Updated: 1 day ago
Do you struggle getting up in the morning? Do you crave sugar, coffee or other stimulants throughout the day? Are you exhausted towards the end of the day, yet are unable to sleep well at night? If the answers to any of the question is “yes” then you may be suffering from chronic fatigue.
Chronic Fatigue Syndrome (CFS) is a complex condition that is mainly characterized by the feeling of extreme fatigue without any underlying medical conditions. This fatigue can get worse with mental or physical activity but doesn’t get better with rest or sleep. It is also called Myalgic Encephalomyelitis (ME) or Systemic Exertion Intolerance Disease (SEID). Adrenal fatigue is becoming an important cause of undiagnosed chronic fatigue.
Chronic Fatigue Causes
Chronic fatigue causes are relatively unknown, but there are many theories about the root cause. These theories range all the way from psychological stress to viral infections, but most experts believe that the main cause can be a combination of different factors. People with chronic fatigue may seem hypersensitive to normal activity and exercise as well. Some theories suggest that some people may be predisposed to the disorder which is then triggered by one or more of the following:
Viral Infections: Some people are more prone to developing chronic fatigue after going through a viral infection. Researchers have found that some viruses might trigger CFS such as mouse leukemia, human herpes virus 6, and Epstein-Barr virus.

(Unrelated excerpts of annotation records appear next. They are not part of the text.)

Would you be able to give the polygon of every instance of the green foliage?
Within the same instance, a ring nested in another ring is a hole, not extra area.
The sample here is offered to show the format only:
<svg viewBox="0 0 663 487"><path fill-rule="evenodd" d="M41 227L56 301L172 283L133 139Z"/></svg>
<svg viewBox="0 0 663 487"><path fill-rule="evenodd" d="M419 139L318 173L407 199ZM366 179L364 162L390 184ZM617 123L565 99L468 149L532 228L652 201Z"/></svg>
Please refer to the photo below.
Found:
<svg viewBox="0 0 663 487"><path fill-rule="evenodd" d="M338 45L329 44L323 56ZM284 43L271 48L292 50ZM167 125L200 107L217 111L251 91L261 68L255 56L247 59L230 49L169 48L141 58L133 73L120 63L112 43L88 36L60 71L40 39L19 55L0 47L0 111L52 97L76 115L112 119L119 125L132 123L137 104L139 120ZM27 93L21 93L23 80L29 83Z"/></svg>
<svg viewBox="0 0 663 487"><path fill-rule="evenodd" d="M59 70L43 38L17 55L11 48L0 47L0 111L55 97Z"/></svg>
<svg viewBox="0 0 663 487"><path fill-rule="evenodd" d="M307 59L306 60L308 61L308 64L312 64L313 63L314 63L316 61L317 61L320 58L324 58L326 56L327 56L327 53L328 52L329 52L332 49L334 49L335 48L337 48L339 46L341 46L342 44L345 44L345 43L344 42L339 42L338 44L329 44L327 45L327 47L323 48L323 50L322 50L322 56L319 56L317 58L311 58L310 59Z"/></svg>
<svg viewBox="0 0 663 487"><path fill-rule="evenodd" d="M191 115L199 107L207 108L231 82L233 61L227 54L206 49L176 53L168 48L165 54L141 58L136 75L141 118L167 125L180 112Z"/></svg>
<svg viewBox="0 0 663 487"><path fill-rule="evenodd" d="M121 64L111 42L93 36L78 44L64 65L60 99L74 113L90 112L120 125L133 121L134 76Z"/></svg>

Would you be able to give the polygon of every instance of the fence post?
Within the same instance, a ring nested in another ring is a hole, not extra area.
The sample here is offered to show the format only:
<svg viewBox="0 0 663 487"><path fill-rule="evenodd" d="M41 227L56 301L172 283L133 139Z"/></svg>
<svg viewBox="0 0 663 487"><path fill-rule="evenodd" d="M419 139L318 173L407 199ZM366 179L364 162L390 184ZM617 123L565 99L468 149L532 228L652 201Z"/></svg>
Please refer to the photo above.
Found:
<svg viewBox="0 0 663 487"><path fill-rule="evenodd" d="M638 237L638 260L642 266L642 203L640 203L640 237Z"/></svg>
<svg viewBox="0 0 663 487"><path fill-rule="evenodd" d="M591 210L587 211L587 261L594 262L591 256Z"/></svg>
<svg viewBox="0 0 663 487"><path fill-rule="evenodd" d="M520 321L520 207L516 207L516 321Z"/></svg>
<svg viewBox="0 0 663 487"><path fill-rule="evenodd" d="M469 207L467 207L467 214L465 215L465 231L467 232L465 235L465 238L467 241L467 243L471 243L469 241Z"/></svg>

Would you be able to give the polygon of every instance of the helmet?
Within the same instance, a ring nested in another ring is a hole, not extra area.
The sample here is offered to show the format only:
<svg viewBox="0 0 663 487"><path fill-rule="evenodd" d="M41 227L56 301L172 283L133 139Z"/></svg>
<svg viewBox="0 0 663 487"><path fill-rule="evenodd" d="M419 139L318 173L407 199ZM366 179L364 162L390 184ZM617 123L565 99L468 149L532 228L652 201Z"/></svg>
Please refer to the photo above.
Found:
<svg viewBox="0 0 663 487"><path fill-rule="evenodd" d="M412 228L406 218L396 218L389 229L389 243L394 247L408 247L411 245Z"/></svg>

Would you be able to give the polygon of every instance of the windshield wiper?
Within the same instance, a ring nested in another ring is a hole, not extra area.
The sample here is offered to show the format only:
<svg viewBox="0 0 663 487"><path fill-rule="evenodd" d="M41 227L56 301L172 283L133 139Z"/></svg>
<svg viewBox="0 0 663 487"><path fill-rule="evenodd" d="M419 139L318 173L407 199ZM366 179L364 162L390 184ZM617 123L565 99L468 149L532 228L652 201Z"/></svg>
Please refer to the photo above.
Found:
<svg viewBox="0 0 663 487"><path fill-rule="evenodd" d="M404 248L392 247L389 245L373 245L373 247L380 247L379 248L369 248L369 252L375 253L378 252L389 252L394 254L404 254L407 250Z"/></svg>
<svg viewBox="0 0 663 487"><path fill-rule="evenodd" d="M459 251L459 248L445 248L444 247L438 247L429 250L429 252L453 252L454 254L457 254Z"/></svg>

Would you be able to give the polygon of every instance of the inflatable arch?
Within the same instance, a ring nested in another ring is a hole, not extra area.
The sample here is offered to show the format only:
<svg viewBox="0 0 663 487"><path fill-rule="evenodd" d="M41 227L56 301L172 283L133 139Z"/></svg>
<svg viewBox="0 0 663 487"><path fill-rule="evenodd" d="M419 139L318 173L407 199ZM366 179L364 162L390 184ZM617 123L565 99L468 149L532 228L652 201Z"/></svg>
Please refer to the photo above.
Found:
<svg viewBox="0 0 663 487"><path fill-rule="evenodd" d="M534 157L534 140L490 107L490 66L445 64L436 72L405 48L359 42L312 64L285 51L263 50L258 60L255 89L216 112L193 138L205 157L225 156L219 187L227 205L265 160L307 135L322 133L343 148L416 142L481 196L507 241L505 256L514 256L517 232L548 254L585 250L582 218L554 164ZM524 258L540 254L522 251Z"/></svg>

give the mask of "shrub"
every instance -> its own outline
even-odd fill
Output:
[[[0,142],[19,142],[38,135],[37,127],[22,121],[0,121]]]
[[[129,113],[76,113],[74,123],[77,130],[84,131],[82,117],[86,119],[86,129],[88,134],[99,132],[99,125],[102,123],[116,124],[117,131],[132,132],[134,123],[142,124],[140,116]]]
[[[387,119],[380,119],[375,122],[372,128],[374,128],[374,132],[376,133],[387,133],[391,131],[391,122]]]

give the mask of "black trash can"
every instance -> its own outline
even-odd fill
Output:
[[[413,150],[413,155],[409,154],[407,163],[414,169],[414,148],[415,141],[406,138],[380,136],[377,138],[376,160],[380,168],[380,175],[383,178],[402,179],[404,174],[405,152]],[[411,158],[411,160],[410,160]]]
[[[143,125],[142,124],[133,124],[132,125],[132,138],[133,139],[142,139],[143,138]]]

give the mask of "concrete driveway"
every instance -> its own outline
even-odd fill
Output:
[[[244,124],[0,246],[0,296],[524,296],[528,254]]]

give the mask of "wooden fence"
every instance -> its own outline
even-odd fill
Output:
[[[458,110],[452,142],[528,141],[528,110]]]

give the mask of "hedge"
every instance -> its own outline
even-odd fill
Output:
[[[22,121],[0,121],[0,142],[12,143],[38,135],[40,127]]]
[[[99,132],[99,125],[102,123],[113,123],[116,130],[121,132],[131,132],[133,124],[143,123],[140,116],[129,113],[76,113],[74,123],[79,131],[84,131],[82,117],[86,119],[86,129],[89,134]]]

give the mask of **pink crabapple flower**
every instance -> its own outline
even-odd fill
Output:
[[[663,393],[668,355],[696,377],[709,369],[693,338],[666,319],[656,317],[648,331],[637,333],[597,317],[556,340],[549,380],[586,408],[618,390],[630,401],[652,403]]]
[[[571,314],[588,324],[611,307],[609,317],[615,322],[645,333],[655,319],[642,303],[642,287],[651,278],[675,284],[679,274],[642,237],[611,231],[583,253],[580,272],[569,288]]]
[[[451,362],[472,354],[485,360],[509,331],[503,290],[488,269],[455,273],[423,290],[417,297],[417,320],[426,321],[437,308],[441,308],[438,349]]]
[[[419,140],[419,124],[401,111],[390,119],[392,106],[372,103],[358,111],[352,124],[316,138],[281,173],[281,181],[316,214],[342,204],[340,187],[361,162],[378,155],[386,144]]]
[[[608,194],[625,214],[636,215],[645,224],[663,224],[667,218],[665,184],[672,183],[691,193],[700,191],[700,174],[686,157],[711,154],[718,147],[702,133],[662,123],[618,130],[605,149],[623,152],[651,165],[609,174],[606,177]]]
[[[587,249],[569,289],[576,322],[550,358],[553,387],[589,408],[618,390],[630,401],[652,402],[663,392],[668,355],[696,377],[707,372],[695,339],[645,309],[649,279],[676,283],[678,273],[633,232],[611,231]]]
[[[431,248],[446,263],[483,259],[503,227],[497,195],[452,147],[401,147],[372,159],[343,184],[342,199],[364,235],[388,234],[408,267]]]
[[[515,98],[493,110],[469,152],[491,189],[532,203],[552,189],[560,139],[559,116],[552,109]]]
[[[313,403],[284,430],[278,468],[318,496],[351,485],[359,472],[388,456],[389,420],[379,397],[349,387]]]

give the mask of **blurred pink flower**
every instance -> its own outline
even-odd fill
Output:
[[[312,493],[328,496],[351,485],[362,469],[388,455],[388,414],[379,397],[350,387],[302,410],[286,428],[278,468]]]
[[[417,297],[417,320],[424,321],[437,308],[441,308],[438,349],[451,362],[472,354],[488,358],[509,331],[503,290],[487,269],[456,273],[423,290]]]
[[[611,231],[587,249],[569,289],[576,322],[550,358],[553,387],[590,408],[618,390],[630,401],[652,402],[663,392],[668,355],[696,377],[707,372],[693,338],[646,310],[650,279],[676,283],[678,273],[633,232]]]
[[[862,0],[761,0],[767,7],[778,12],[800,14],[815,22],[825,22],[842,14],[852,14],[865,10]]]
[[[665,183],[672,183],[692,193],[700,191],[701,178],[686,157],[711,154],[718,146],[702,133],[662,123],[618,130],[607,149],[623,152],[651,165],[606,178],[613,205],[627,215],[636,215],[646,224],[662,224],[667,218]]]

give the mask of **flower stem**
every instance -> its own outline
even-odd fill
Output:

Immune System Issues: People who suffer from chronic fatigue have been known to have impaired immune systems.
Hormonal Imbalances: Abnormal levels of hormones produced by the pituitary gland, the adrenal gland, and the hypothalamus can cause chronic fatigue symptoms.
Adrenal Fatigue: Impaired ability of adrenal glands to produce adequate amounts of cortisol hormone. Patients typically tend to crave stimulants such as coffee, sugar, chocolate etc.
None of these chronic fatigue causes and triggers are conclusive, and there may be a number of different or combined factors that result in chronic fatigue.